What motivated you to become an endodontist?

Mainly it is the level of patient contact and care, of being able to spend time with a patient and focus on one patient at a time. I also enjoy the attention to detail that the role requires and working under a microscope. There is also the satisfaction of saving teeth by providing care at the limit of what is currently possible and being on the forefront of new technologies and materials.

You have a close relationship with Jefferson Einstein Philadelphia Hospital. Can you tell us more about that?
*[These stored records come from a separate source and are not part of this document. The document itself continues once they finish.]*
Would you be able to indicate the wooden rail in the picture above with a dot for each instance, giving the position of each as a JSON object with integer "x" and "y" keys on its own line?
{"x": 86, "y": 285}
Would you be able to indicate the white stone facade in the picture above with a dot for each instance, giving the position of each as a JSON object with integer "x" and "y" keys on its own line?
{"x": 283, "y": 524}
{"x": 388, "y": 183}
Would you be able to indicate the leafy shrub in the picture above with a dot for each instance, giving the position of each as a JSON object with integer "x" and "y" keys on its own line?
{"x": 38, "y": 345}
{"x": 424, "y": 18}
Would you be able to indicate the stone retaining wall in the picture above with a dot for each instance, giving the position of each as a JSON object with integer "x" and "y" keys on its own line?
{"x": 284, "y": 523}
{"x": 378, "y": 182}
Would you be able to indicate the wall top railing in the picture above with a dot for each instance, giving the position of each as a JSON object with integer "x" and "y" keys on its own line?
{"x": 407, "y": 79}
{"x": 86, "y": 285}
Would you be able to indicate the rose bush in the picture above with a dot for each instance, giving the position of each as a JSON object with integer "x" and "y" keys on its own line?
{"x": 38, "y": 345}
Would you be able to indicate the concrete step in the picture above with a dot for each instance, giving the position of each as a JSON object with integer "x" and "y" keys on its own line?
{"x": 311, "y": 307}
I originally moved to Philadelphia because it is the birthplace of endodontics. I chose Einstein for my specialty training and am now faculty there. Einstein has a very strong clinical program and the chairman, Dr. Frederic Barnett and I share the same values and uncompromising commitment to excellence, so it made sense for me to continue as faculty there. Dr. Barnett and Dr. Stephen Niemczyk (also faculty) have been excellent mentors to me, and I now get to pass that on by being mentor to the next generation of endodontists.
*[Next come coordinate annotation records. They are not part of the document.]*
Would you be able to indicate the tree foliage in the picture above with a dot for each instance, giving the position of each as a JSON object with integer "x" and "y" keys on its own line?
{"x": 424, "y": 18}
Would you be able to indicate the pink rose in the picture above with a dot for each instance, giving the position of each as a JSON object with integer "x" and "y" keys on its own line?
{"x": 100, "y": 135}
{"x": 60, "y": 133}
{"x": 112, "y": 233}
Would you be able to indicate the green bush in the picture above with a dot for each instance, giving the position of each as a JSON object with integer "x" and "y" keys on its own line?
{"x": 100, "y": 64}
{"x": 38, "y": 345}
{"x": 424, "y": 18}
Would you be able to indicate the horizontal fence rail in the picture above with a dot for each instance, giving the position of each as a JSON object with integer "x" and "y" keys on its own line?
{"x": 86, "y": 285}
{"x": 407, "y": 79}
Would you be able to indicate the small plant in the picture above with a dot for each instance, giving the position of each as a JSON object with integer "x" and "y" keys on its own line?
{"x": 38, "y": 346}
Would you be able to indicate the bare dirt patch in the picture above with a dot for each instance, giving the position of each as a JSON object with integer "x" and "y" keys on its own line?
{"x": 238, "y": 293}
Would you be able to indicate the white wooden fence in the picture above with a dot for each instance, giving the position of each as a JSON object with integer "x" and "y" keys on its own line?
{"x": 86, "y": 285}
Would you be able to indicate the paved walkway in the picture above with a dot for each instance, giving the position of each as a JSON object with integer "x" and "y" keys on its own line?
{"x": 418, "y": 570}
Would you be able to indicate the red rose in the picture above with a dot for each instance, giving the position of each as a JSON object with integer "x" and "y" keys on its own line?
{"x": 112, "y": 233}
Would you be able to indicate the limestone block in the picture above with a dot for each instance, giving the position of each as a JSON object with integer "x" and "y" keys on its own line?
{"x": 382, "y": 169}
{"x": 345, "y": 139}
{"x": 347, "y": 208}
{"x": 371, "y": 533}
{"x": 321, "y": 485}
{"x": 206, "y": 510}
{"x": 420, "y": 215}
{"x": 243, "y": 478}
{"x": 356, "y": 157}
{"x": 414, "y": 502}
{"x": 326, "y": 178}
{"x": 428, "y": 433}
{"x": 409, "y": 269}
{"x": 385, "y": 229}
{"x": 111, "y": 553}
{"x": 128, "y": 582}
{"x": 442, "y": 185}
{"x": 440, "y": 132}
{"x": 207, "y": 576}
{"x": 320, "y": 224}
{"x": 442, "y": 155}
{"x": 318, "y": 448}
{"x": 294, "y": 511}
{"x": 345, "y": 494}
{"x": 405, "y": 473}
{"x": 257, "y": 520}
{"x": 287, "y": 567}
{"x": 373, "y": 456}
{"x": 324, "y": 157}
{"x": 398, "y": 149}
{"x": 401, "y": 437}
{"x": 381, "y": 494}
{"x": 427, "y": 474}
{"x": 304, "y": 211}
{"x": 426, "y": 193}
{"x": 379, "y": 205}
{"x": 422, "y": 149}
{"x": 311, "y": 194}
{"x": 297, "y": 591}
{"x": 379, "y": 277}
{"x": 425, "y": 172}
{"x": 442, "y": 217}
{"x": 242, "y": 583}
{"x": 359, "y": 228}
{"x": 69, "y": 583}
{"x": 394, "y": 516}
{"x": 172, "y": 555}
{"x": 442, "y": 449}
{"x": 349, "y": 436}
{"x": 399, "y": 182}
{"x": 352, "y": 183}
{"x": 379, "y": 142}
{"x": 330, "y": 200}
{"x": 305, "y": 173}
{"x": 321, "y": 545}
You were one of the first clinicians to use Odne™Fill in your practice. Can you tell us about your experience with it?

Odne™Fill is a material that is completely different from any of the materials I’ve used before and therefore offers us a different way to operate in the root canal system, which has the potential to be a huge advancement for our field.
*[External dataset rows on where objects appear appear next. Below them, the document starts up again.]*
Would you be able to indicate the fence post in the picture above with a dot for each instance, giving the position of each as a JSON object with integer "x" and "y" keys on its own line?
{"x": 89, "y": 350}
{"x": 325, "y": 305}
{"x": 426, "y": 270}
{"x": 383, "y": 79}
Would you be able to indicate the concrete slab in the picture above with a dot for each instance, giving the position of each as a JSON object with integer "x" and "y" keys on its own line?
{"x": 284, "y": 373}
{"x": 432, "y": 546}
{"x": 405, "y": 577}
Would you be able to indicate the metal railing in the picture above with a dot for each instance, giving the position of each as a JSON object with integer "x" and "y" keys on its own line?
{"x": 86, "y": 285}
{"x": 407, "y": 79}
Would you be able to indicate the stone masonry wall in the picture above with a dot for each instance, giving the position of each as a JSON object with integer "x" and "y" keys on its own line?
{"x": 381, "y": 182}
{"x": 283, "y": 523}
If I were to try to describe it to someone who has never used it, I would say it reminded me of applying a calcium hydroxide paste, where you can literally inject the material. However, Odne™Fill is even more flowable than a paste, with a consistency just slightly thicker than water. Technique-wise, it makes me think of the progression from cold lateral obturation from years back, to the warm vertical back-filling techniques. Again, even these don’t really describe Odne™Fill as it does not require any force or compression at all; it very gently flows into the root canal morphology due to its water-like consistency.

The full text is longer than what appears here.